PDA

View Full Version : SeaMonkey on LN3? No .deb--I'm a little nervous


ryancw
06-08-2006, 11:05 PM
I'm another Libranet Forum alumnus who found his way here. Not being a programmer by any stretch of the imagination, I gained much more than I gave on the LN forum. But I'm very glad to see that the forum is continuing here. Everyone has always been very helpful.

My question is about SeaMonkey--the new incarnation of Mozilla Suite. I'm running pretty much a stock LN3, with a few applications downloaded and installed via apt-get (from where, I don't know . . . I couldn't even tell you where my sources point to any more . . .did any of that change with the end of Libranet?)

Anyway, I have Mozilla Suite 1.7.8 that came on the LN3 installation disks. I've been looking at SeaMonkey--it has some features I would like, and it seems it has more of a future than Mozilla Suite. But there is no deb package to install SeaMonkey. Having not installed much, if at all, without a deb, I'm a little nervous. Has anyone installed SeaMonkey on their LN3, via the installer available on the SeaMonkey website? Is it likely to mess up anything with my system, like my currently working Mozilla 1.7? Where does the installer put my SeaMonkey profile? Does it produce a multi-user installation?
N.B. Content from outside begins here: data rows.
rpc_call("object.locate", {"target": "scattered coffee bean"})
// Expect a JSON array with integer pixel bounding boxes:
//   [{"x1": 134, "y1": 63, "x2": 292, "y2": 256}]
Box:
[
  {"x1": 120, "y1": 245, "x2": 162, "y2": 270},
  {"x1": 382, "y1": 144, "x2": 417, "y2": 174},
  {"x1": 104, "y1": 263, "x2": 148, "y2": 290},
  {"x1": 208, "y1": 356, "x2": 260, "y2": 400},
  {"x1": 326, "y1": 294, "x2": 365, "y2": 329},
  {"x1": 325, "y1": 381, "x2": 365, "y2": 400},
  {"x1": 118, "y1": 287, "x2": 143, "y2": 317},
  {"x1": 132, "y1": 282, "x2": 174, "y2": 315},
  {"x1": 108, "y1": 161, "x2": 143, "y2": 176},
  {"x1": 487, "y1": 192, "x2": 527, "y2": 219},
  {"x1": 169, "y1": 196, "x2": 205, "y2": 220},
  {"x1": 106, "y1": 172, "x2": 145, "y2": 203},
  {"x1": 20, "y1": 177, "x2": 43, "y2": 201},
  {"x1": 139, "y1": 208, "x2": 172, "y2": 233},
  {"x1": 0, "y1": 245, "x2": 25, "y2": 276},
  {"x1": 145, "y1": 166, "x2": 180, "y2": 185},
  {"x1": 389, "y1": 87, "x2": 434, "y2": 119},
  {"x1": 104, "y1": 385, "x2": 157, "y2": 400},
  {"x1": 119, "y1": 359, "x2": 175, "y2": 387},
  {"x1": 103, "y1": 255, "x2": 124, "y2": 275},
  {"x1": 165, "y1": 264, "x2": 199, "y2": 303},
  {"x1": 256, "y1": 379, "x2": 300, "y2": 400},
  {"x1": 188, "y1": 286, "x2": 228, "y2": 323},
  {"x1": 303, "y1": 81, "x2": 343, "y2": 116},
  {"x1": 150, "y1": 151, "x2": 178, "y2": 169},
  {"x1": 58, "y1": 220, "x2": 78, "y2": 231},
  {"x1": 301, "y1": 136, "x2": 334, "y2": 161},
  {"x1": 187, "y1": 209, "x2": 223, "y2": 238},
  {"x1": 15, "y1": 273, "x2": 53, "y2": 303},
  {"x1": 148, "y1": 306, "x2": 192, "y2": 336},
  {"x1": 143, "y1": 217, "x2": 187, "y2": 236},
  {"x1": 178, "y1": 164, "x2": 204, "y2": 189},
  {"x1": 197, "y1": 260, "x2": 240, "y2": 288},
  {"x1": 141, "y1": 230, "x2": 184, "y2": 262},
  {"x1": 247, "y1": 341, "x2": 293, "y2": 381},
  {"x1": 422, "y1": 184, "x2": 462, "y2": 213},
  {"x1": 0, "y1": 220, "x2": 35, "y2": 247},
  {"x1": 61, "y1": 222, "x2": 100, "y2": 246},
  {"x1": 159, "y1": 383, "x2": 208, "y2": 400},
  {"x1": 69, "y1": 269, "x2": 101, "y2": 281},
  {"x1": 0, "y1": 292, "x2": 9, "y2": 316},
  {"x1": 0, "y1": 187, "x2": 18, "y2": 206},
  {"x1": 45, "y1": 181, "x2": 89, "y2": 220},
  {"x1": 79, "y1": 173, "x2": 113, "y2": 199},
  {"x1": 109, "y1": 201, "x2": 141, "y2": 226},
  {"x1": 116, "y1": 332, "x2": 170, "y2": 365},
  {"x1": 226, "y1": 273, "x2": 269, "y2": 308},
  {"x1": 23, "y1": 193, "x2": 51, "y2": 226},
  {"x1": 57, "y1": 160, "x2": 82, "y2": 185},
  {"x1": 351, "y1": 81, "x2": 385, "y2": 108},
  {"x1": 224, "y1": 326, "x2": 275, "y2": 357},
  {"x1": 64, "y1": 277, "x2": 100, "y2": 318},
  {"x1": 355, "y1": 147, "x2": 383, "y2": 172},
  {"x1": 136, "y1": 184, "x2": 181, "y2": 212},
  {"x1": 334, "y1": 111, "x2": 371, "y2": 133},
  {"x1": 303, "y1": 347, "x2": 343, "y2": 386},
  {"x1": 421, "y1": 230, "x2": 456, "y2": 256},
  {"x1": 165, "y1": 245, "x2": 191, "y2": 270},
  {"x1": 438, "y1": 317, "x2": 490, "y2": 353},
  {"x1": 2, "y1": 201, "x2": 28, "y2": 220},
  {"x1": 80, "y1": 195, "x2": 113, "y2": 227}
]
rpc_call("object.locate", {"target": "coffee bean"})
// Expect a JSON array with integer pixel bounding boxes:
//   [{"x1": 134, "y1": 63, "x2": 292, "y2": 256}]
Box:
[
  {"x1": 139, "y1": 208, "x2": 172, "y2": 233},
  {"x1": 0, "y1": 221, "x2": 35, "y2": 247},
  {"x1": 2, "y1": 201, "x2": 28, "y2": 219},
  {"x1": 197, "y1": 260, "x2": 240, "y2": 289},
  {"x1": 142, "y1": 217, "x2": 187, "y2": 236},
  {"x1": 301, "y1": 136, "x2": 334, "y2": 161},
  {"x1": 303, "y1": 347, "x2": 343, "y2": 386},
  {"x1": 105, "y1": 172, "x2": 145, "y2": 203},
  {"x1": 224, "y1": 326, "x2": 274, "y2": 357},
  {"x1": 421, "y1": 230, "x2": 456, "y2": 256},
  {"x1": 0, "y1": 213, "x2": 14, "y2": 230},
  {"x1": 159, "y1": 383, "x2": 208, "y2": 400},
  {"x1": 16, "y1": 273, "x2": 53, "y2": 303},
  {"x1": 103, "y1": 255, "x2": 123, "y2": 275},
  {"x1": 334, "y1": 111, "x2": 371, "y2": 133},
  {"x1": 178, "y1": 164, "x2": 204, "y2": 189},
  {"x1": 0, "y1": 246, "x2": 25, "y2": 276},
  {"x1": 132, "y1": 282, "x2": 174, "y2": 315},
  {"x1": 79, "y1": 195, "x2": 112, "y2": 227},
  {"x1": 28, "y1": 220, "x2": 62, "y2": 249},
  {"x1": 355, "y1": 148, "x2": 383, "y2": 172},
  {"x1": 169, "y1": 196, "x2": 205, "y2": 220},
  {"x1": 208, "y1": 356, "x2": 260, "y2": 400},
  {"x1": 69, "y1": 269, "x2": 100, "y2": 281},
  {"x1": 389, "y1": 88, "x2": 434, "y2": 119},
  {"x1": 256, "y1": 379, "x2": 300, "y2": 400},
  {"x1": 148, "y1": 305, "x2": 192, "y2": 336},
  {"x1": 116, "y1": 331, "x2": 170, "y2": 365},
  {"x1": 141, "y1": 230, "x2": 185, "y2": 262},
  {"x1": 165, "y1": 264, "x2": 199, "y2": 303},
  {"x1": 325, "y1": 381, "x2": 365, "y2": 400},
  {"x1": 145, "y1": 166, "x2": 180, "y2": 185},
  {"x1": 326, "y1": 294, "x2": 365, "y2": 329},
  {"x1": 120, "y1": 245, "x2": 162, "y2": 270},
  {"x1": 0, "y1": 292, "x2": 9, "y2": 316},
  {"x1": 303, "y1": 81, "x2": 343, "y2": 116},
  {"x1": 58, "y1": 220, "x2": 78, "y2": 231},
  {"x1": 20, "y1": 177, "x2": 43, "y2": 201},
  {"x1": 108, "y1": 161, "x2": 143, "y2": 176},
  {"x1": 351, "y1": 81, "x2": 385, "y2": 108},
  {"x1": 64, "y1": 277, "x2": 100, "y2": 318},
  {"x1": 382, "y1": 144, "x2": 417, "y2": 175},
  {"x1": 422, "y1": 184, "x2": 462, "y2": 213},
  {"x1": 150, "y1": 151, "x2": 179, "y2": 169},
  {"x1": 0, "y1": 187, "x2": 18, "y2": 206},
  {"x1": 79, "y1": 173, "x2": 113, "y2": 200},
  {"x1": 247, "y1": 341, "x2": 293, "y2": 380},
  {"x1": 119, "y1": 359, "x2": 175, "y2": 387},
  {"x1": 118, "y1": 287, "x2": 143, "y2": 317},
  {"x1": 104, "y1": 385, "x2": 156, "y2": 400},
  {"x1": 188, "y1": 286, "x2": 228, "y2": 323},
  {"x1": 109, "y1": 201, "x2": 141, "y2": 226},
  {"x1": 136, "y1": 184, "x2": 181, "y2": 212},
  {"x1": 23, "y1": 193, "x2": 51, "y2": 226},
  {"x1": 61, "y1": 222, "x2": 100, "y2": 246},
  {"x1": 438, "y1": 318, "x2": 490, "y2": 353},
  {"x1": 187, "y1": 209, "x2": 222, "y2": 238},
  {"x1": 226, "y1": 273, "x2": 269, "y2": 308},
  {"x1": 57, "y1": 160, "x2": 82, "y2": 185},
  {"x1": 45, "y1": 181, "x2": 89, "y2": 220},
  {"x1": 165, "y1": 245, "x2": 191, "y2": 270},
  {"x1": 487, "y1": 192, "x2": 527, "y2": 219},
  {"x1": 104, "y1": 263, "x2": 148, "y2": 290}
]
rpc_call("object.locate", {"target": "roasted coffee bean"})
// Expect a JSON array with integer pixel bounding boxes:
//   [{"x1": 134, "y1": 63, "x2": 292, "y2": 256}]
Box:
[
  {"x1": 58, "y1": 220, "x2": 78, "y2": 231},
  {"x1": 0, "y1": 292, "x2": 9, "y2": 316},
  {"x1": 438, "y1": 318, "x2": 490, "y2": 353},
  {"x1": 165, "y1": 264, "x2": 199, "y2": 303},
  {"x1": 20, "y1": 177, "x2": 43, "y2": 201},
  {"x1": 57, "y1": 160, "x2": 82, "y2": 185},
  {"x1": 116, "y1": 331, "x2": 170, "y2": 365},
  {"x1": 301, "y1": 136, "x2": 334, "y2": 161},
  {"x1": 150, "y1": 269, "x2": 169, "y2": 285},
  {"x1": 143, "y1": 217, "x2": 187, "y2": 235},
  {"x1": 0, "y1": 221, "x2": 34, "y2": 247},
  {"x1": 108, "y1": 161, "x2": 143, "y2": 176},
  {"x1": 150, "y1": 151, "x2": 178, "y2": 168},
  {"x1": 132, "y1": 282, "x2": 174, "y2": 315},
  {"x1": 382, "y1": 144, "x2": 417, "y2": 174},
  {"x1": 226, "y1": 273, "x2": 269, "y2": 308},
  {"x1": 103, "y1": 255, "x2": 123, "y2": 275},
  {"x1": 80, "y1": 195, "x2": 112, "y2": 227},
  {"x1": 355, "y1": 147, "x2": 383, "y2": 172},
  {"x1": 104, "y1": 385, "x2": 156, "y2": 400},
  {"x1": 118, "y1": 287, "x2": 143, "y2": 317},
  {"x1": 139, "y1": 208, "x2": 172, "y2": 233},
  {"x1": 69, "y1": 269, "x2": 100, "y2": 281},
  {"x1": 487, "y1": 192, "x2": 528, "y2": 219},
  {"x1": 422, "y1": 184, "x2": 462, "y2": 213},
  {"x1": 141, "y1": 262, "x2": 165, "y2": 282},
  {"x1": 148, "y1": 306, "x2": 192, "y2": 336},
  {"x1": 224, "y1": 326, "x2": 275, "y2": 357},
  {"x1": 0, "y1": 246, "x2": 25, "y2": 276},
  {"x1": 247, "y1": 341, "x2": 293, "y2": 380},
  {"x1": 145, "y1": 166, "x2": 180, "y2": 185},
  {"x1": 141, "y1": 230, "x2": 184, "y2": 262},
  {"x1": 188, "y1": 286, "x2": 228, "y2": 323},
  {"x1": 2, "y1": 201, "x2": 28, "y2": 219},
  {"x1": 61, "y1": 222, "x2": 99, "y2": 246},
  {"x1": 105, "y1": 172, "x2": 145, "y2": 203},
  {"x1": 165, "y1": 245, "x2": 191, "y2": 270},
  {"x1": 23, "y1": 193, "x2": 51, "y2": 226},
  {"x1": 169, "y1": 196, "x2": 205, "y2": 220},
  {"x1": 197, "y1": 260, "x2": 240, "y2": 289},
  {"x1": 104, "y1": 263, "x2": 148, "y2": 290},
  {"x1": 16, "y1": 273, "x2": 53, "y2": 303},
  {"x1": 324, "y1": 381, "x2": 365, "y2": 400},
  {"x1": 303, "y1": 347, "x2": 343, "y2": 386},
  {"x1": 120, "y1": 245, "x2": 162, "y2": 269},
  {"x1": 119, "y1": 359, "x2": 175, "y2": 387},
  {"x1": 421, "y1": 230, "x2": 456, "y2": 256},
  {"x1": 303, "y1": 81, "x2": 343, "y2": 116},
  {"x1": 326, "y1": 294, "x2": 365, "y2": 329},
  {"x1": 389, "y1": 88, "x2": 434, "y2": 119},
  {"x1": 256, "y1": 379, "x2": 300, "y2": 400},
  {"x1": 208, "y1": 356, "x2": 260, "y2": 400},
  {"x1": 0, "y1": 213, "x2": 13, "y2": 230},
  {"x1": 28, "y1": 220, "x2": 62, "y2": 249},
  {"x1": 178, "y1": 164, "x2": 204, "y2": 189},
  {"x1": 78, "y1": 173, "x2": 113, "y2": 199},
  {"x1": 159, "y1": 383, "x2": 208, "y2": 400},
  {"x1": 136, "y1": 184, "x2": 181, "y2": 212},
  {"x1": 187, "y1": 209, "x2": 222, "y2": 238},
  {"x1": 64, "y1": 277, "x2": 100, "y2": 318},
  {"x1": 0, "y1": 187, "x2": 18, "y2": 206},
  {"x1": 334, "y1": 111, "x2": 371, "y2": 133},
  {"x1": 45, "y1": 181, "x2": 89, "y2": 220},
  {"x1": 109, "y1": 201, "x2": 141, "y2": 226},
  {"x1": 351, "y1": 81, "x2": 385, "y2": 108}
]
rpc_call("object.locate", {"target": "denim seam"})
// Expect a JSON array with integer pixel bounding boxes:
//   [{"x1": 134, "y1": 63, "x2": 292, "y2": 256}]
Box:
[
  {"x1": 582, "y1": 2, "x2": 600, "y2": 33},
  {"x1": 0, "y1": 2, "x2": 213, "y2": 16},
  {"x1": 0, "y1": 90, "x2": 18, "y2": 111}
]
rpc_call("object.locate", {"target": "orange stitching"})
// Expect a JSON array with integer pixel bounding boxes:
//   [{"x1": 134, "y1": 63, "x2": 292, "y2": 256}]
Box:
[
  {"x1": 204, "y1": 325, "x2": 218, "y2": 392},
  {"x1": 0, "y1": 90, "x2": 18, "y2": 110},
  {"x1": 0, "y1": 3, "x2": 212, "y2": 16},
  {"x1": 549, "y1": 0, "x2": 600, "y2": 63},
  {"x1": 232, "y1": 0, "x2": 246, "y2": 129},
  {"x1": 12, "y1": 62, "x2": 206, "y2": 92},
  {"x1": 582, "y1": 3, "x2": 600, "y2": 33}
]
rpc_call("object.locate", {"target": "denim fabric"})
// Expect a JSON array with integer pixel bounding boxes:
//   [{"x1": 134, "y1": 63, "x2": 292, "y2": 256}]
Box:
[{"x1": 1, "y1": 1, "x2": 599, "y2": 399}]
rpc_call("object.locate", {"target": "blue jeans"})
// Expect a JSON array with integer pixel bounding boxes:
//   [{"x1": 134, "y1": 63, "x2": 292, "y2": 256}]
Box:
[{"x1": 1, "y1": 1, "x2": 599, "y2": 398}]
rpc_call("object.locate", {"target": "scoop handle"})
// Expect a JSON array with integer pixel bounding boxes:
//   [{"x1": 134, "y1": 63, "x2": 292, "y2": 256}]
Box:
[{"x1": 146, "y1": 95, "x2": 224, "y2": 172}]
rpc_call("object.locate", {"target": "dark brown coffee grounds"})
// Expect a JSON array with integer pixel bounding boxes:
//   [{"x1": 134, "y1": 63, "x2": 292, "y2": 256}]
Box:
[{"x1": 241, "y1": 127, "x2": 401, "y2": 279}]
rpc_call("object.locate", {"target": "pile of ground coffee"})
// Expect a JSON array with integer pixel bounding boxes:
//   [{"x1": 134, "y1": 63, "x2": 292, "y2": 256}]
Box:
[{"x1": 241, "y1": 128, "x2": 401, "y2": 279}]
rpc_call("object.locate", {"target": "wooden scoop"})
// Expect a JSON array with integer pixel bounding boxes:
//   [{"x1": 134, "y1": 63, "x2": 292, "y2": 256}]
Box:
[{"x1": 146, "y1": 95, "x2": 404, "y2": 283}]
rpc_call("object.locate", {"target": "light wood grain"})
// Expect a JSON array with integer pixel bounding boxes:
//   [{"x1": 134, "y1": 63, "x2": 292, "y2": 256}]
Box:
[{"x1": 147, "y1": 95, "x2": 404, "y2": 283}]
And how about advice on uninstalling, if it causes problems?

I was hoping someone here had some experience with it--no bites yet on my identical posting to Mozillazine forum.

Thanks.

kmoffat
06-08-2006, 11:34 PM
I would download the tar.gz file, open a terminal and untar it in my home directory, change to the created directory and run the executable. I'm doing it now on ln3 to see what the results are. will report shortly.



edit: okay, this did work. I untarred (tar zxvf sea*) in my home directory, cd'ed to seamonkey* and ran 'seamonkey', and up came Navigator. This is a safe way to try out a program without installing it. It should use existing config files. It's not multiuser as installed, but could be placed in something like /usr/local/ or /opt or somewhere and anyone could run it.
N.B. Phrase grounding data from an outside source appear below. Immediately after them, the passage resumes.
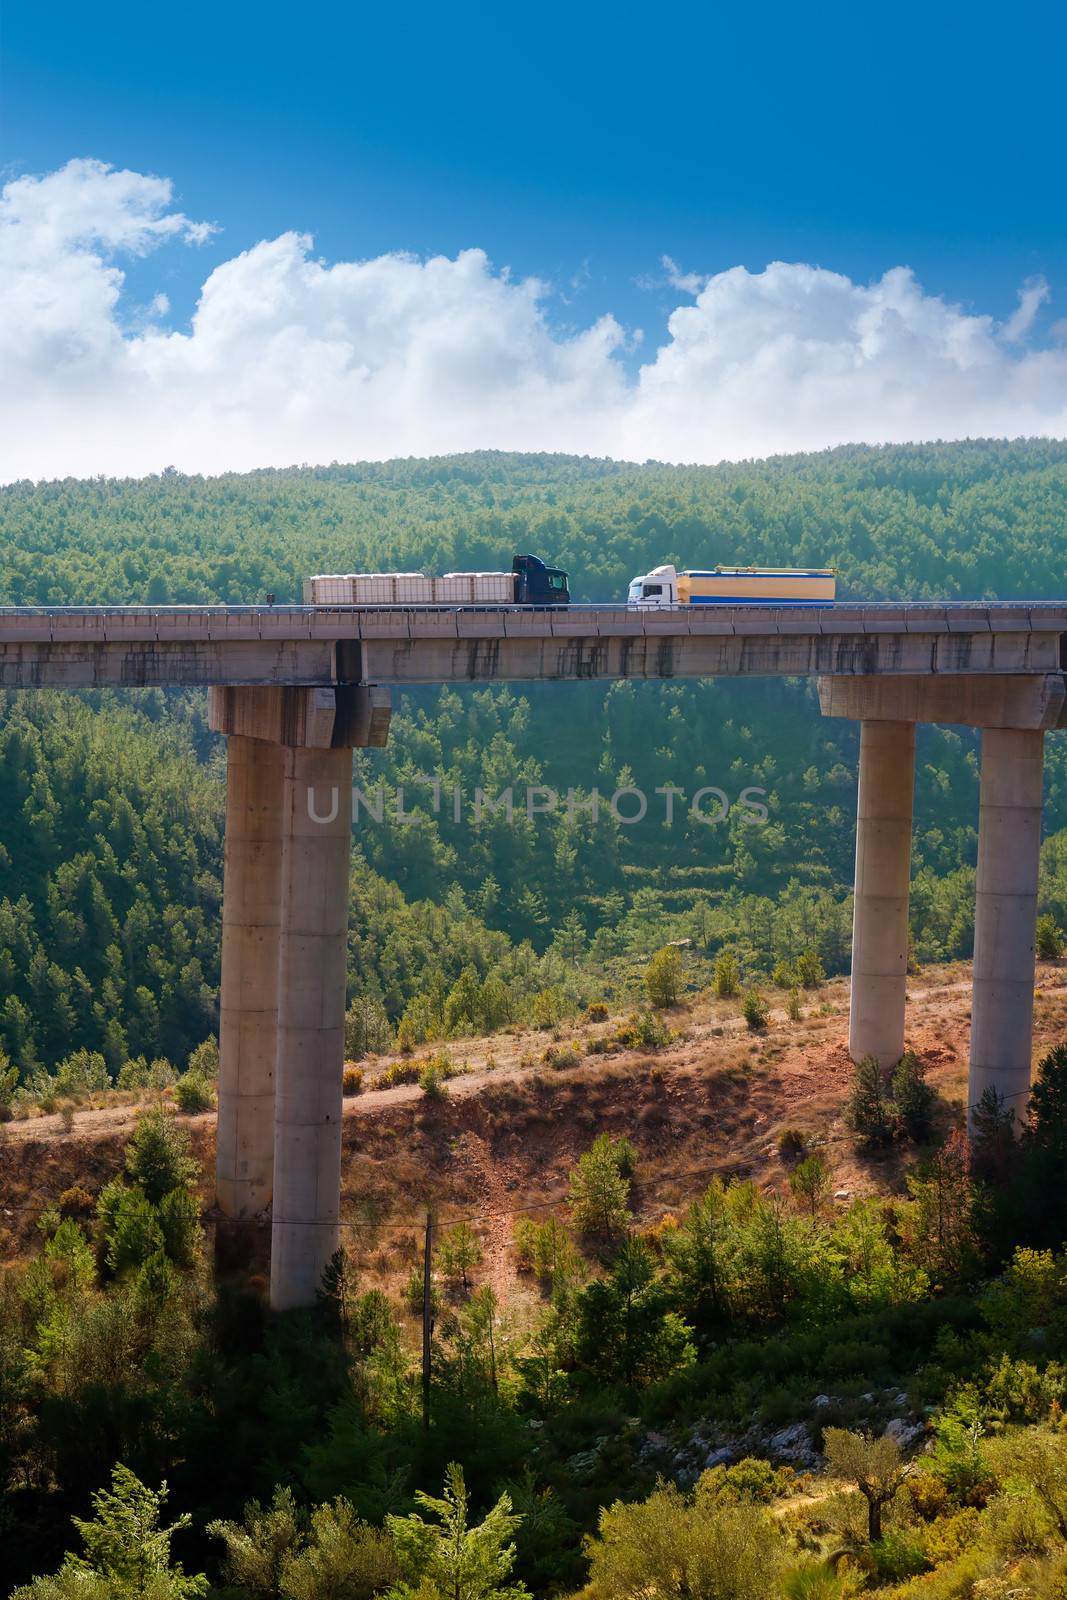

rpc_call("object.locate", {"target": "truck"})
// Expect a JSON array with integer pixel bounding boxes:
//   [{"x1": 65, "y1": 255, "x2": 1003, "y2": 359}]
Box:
[
  {"x1": 303, "y1": 553, "x2": 569, "y2": 606},
  {"x1": 626, "y1": 565, "x2": 836, "y2": 607}
]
This install has navigator, mail, composer, chat and address book icons at the bottom.

ryancw
06-09-2006, 04:00 PM
Thanks for the report. Sorry to make you do my dirty work for me.

Can you tell where your SeaMonkey "profile" is, where all your mail and settings will be stored?

edit: okay, this did work. I untarred (tar zxvf sea*) in my home directory, cd'ed to seamonkey* and ran 'seamonkey', and up came Navigator. This is a safe way to try out a program without installing it. It should use existing config files. It's not multiuser as installed, but could be placed in something like /usr/local/ or /opt or somewhere and anyone could run it.

This install has navigator, mail, composer, chat and address book icons at the bottom.

kmoffat
06-09-2006, 07:54 PM
Looks like mail is in a "mail" folder in ~. Look around the defaults and chrome folders for bookmarks. Not sure what else...

edit: this could be wrong. I'm unsure.

ryancw
06-09-2006, 09:56 PM
Did you have any version of Mozilla Suite on your machine before you installed SeaMonkey? Firefox? Thunderbird?

When you first ran the SM executable for the first time, did it ask you which profile you wanted to use? Or did it invite you to create a new one?

Thanks.

kmoffat
06-09-2006, 11:37 PM
I have both mozilla and firefox, and when I ran it it did not ask to choose a profile, and created new mail accounts, not using any pre-existing settings.

EDIT: seamonkey seems to run well, quickly, looks just like mozilla, of course. I guess I'll try it, but do like firefox/t-bird.

ryancw
06-10-2006, 11:17 AM
OK, thank. I think I'll give it a whirl.